My dad passed away early this morning. We knew this was coming, so it wasn’t a shock, but yet it always is, of course, when someone who has always been there no longer is.
Marion Reasoner (no middle name) was born in the community of Indian Creek, Texas, on February 5, 1916. Indian Creek no longer exists; when the Army built its huge training base, Camp Bowie, in Brownwood in the early Forties, it completely took in Indian Creek, and the town, never big to start with, disappeared. My dad was raised on a farm and cowboyed a little as a young man on the old Binion spread, owned by the father of famous gambler Benny Binion. He managed a bowling alley in Brownwood, worked as a civilian aircraft mechanic during World War II, and then as a member of the Signal Corps strung telephone wire across most of Austria in ’45 and ’46. He came back to aircraft work after his time in the Army and worked in that industry until he retired in the mid-Seventies. At the same time he worked as a TV repairman and continued with that long after his official “retirement”. He started a TV and appliance sales and service shop and I worked for him for several years, running the office and doing a little repair work. (I was never good at it, though.) Most of my early writing, including my first novel, was done a paragraph at a time in between loading and unloading TVs, washers, dryers, refrigerators, etc.
Although he liked to read as a young man, he stopped for a long time, devoting most of his time to work, as many Depression-era kids did when they grew up. He thought the idea of somebody wanting to write books for a living was utterly nuts. Writers were people who lived somewhere else, not in little towns in Texas. But whether he understood it or not, he made sure I had a chance to give it a try. I’m also convinced I inherited whatever storytelling talent I have from him, because anybody who knew him knows how much he liked to talk and spin yarns. And when I began to have some success, he became the world’s biggest booster of my work. He told everybody he ran into about me and the books I had written, and he carried copies around in his truck while he was doing TV work and sold them to his customers.

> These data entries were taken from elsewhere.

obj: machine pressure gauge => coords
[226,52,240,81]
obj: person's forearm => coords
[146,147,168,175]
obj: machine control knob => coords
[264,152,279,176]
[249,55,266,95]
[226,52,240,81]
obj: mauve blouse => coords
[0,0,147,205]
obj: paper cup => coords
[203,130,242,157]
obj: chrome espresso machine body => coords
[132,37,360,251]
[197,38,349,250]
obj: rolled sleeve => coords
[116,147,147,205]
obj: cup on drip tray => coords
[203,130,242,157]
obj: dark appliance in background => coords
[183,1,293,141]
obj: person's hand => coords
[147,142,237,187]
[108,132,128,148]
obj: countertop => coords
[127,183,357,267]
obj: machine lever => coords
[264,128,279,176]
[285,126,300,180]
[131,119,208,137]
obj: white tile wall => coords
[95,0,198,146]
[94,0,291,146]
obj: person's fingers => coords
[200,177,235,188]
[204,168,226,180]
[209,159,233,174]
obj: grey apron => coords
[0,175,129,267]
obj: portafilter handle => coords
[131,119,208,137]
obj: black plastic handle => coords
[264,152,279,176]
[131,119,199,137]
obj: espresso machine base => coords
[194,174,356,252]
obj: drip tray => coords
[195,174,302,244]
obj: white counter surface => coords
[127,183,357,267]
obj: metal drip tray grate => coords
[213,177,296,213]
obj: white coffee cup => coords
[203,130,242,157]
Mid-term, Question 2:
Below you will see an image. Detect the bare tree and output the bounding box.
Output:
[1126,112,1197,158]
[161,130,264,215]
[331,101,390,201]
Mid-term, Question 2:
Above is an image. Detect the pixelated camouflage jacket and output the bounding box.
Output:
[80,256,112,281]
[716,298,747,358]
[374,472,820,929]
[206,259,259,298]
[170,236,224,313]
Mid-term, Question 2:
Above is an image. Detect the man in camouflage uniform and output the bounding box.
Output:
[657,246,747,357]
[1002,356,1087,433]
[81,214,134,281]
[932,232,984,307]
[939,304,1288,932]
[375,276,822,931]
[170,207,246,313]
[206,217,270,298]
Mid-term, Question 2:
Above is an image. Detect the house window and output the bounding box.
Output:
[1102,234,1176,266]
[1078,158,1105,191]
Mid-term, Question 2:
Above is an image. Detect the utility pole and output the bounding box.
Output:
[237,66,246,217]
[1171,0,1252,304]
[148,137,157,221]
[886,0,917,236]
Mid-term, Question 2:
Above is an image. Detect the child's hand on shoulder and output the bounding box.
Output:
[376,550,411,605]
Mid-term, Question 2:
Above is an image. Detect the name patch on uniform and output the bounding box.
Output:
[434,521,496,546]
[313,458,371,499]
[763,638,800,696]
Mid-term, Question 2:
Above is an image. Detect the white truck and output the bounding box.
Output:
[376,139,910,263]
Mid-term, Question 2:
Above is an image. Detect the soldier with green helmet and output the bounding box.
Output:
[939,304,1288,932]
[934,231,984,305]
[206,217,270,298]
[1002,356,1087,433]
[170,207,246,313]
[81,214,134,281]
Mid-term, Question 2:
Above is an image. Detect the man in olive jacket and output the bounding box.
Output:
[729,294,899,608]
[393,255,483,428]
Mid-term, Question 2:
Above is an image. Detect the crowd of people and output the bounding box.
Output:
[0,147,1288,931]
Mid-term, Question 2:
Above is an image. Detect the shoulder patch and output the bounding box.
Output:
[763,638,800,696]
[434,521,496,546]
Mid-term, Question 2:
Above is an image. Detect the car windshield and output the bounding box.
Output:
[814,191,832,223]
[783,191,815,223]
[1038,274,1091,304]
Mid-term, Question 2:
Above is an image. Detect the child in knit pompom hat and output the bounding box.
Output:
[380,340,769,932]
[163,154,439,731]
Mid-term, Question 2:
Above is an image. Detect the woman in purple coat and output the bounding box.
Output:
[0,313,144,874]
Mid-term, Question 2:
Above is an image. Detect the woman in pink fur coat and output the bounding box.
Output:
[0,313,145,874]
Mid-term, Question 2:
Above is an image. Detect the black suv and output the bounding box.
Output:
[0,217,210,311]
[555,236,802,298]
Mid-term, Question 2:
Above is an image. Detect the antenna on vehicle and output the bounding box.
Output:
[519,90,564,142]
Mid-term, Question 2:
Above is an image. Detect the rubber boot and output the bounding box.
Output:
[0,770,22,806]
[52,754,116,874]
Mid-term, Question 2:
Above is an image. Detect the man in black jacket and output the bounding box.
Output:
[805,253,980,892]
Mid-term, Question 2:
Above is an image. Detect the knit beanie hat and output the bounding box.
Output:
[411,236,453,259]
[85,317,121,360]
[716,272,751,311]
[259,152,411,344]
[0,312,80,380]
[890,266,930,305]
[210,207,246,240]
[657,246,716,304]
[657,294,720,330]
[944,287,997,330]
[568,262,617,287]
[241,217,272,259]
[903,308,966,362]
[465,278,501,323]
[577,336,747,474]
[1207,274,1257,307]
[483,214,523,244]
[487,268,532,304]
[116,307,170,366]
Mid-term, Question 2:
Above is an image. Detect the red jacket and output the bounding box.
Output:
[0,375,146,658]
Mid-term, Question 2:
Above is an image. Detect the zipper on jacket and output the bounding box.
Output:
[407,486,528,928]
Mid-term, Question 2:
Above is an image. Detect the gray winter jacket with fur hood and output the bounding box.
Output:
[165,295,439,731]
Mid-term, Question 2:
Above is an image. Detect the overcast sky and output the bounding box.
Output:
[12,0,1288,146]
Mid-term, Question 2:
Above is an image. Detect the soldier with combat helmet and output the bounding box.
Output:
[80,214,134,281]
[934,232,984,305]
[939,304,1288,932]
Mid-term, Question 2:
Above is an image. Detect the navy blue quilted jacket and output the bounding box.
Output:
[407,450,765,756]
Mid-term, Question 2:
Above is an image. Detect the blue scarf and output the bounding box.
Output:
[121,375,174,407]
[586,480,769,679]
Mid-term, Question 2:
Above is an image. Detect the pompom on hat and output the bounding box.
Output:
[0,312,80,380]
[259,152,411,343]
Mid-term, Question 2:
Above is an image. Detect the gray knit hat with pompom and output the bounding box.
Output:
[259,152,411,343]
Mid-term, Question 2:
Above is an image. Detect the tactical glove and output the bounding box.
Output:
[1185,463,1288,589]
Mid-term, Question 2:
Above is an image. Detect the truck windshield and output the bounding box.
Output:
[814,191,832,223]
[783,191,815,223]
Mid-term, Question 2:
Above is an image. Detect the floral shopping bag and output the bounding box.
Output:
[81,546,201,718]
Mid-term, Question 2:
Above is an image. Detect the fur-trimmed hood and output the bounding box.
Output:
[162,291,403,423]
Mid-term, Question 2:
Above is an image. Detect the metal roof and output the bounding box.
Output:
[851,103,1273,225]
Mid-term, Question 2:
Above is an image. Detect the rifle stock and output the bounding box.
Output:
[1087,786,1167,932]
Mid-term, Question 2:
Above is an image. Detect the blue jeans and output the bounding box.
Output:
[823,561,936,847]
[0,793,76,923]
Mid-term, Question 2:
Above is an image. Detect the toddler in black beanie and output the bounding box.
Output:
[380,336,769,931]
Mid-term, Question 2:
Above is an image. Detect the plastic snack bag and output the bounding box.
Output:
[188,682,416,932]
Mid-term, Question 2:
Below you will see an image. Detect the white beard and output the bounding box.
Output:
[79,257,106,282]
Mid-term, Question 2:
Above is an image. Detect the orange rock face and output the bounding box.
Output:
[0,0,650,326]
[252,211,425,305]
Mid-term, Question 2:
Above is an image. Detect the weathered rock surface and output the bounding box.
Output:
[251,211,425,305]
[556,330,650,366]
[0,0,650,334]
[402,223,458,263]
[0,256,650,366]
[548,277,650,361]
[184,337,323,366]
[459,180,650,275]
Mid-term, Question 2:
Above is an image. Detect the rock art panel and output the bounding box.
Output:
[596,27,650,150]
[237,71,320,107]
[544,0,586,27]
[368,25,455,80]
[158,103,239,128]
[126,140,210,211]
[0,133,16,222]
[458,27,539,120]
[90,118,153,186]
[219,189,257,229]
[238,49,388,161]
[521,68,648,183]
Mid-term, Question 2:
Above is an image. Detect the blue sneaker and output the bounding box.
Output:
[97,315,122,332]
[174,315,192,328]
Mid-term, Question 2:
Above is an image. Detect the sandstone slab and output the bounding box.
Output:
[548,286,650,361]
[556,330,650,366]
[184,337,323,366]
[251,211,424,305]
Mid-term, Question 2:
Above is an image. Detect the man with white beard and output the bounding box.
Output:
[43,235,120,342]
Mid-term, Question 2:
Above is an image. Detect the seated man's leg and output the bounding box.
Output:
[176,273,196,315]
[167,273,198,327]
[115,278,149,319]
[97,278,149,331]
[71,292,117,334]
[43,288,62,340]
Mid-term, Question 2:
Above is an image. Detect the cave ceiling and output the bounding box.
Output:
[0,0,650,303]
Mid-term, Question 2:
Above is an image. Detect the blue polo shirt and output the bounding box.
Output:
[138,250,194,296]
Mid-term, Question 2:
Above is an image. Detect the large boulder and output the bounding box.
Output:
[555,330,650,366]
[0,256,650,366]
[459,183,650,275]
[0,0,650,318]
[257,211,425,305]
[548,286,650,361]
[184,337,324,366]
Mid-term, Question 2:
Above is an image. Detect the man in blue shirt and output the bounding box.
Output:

Earlier this summer, while he was in the hospital in bad shape, he was still plugging my books to the nurses.
He read just about everything that I wrote and became a big reader again, not just of my work but of any books he could get his hands on, especially Westerns. During the Nineties, he went with me to a couple of Western Writers of America conventions and had a great time hanging around with writers and editors. He learned a lot about the business and always wanted to know what I was working on and what deals I had coming up. A writer couldn’t ask for a better dad, or a better friend.
He was married for over 63 years to my mom and raised me and my brother and sister and did a fine job, if I do say so myself.
A Vaquero of Brush Country by Frank Dobie
1 hour ago
9 comments:
James,
I'm very sorry to hear of the passing of your father. Please accept my sincere condolences. My father passed away a few years ago. Athough we sometimes expect it to happen, it's never easy.
God bless.
Steve Everett
James,
Sounds like your dad was a hell of a guy. I know it's hard to say goodbye to someone you love, but at least he had a longer run than most of us will have.
Condolences.
Terrill Lankford
James,
sorry to hear about your father passing away. Sounds he like he was a good man.
Juri
You have my deepest sympathy for the loss of your dad, James. A lot of people would envy you such a great father and the wonderful relationship you had with each other.
James,
We are saddened by your loss. Please accept our condolences to you and your family during this difficult time. You and your family will be in our prayers.
James--
My deepest condolences to you and your family during this sad time. Your father sounds like a great dad and a fine friend to you. You were blessed. Stay well.
--Steve Mertz
James--
Sincere condolences on the death of your father. Fast or slow, it is always a shock.
My thoughts are with you.
Bob Vardeman
James, you probably remember that you and your dad sold me my first VCR back in 1981 and that you delivered it to my house in Brownwood. I didn't meet your dad until years later, at the WWA Convention in Jackson Hole, and both Judy and I took an instant liking to him, as I'm sure many others did over the years. We still have that great picture of him, along with you and me and the LKE crew in old west garb. You have our sympathy and prayers.
Bill,
If I remember right, that VCR was about the size of a Buick and the remote control was connected to the VCR by a wire. If it even had a remote. Thank goodness for technological advances.